Reece Jones, in Violent Borders: Refugees and the Right to Move, demonstrated that borders help “establish a legal means for controlling resources and excluding others from these spaces,” with the result that “almost all of the land in the world is claimed” in this way today. It is tempting to believe that these borders, or at least these kinds of borders, have “existed eternally,” but the reality is that the system we take for granted today is relatively recent. Jones points out that - 

 “even the oldest political borders are only a few hundred years old; most are only a few decades old. They are not the result of a transparent sorting of historical peoples into their own territories. Instead, borders are an efficient system for maintaining political control of an area through agreements and documents that are backed up with the threat of violence. … They changed the relationship between people and the environment by redefining land and oceans as closed areas of ownership that can be exploited for economic gain, not common spaces to be shared and conserved.” (117)

These borders are real and have real impacts, but they are not objective or neutral. Their history, along with their psychosocial meanings, reflect, among other things, the injustice of colonial violence. This context also helps us understand conditions that must be addressed if we want to live in healthy, safe, and regenerative communities.
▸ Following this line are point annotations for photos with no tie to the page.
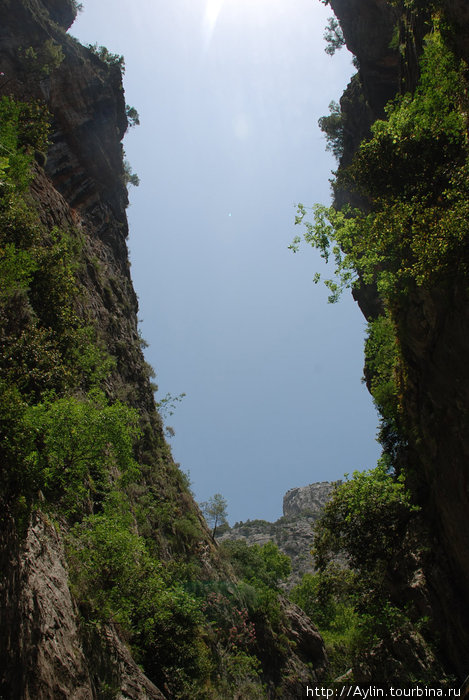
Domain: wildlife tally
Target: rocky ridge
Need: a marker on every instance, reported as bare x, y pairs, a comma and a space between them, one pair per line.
293, 532
47, 649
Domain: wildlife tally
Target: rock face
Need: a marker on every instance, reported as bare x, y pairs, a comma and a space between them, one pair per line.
307, 499
47, 649
432, 327
292, 533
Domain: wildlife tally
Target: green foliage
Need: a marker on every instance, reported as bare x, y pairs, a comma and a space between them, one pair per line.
110, 59
130, 178
24, 128
333, 128
82, 443
115, 578
42, 60
329, 598
260, 566
333, 36
132, 116
365, 518
167, 405
214, 511
416, 226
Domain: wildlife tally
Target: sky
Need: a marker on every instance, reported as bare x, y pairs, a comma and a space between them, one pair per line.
229, 93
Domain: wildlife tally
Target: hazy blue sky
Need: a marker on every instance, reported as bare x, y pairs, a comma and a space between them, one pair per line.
229, 93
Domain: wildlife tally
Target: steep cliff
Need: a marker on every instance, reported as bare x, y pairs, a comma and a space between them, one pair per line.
107, 564
292, 533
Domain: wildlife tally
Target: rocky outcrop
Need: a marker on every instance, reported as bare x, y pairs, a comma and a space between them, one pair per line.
293, 532
49, 648
307, 499
432, 325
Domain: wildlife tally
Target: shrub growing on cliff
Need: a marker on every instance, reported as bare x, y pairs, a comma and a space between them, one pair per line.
416, 225
115, 579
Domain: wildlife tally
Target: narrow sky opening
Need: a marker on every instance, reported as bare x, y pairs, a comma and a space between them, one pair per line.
212, 13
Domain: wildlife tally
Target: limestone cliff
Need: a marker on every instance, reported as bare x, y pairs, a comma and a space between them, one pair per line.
431, 322
293, 532
73, 626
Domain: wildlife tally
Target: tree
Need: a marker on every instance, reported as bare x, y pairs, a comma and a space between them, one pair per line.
214, 511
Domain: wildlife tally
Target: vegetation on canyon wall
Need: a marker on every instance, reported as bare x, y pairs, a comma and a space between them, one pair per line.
407, 235
78, 445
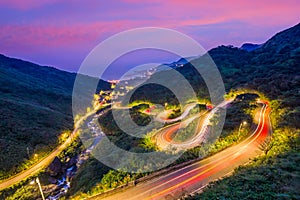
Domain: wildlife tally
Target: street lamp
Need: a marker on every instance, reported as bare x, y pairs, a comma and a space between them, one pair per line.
37, 180
242, 123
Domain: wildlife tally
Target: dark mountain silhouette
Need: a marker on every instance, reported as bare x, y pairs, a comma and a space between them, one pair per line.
35, 107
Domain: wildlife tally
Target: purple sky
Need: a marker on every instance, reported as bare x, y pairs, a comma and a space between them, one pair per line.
62, 33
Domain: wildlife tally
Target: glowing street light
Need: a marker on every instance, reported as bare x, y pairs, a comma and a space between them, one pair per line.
37, 180
242, 123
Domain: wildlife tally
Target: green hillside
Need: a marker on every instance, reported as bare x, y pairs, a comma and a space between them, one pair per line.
35, 108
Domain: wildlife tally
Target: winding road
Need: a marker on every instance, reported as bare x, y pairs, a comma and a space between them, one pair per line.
163, 138
44, 162
197, 175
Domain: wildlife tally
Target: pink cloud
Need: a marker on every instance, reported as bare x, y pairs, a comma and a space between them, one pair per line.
27, 4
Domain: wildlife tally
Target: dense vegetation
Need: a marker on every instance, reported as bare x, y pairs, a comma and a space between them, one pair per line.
272, 69
35, 109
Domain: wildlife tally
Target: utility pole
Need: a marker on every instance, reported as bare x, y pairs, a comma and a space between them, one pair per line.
37, 180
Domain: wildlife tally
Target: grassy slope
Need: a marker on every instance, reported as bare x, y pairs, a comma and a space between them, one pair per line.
273, 70
35, 107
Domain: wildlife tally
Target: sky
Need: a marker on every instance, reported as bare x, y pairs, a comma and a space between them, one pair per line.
62, 33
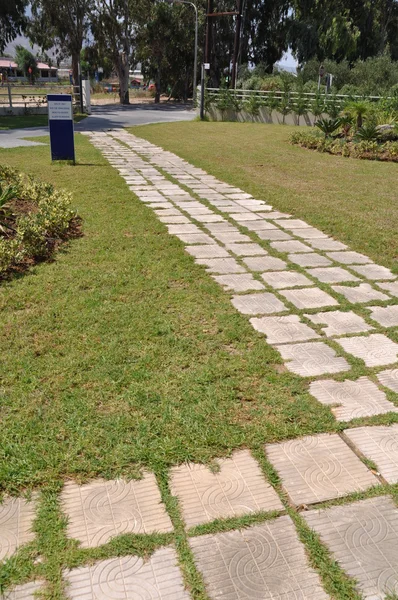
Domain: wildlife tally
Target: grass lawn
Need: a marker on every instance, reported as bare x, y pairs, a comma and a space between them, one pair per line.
123, 353
354, 200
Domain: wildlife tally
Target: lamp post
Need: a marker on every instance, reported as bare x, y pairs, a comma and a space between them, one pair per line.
195, 67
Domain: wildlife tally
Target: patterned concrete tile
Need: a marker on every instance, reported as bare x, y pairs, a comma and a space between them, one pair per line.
318, 468
221, 265
309, 298
129, 578
101, 510
246, 249
238, 283
349, 258
352, 399
264, 562
286, 279
291, 246
380, 445
363, 539
266, 263
312, 358
287, 329
22, 592
309, 260
374, 272
238, 488
208, 251
375, 350
258, 304
387, 316
337, 322
16, 520
389, 378
360, 293
332, 275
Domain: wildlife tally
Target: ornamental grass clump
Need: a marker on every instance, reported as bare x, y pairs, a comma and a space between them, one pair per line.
35, 219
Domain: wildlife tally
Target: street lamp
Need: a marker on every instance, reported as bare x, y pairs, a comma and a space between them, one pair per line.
195, 67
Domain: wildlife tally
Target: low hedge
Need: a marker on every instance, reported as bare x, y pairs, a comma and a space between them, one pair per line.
315, 140
35, 219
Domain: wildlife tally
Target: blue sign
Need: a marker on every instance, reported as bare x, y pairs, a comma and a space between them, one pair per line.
60, 120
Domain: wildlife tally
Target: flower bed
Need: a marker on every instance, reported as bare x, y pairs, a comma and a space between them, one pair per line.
34, 220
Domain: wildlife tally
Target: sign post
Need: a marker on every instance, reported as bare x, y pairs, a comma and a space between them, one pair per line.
60, 120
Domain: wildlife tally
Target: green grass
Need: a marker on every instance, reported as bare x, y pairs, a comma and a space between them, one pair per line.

We can help do this work, beginning with becoming increasingly aware of this violent history and how it has become embedded in our nation’s policies, institutions, and practices. Murdza and Ewing concluded that “Revamping the agency will involve fundamentally reshaping how Border Patrol agents view themselves in relation to the different communities and groups of people they encounter along the border.” (https://www.americanimmigrationcouncil.org/sites/default/files/research/the_legacy_of_racism_within_the_u.s._border_patrol.pdf )  

    And this applies to all of us, especially us White folx. Better understanding helps us notice the social norms that fuel the injustice. We can think deeply about, and act courageously, in favor of honoring our shared humanity and our relationship to the earth. We can help move the broader culture toward transforming how our society thinks about and experiences relationships across differences. As John Washington wrote, 

“What we ultimately fear, what we ultimately hate, is, so often, an outward manifestation of our own action or inaction. … Waiting for the government to offer to share its roof, or to implement any positive change, will be waiting too long. Meanwhile, … we should open our churches, temples, mosques, schools, and homes. We should build communities that are willing and able to receive those in need, not merely incarcerate or expel them.” (https://www.versobooks.com/books/3171-the-dispossessed )

What this looks like will be particular to where we live, but it is something we can do, and that must be done. The world overflows with possibilities for happiness, and there is enough for us all. If we are willing, we can face our fears, dismantle injustice, and make a place where everyone can be safely and joyfully at home.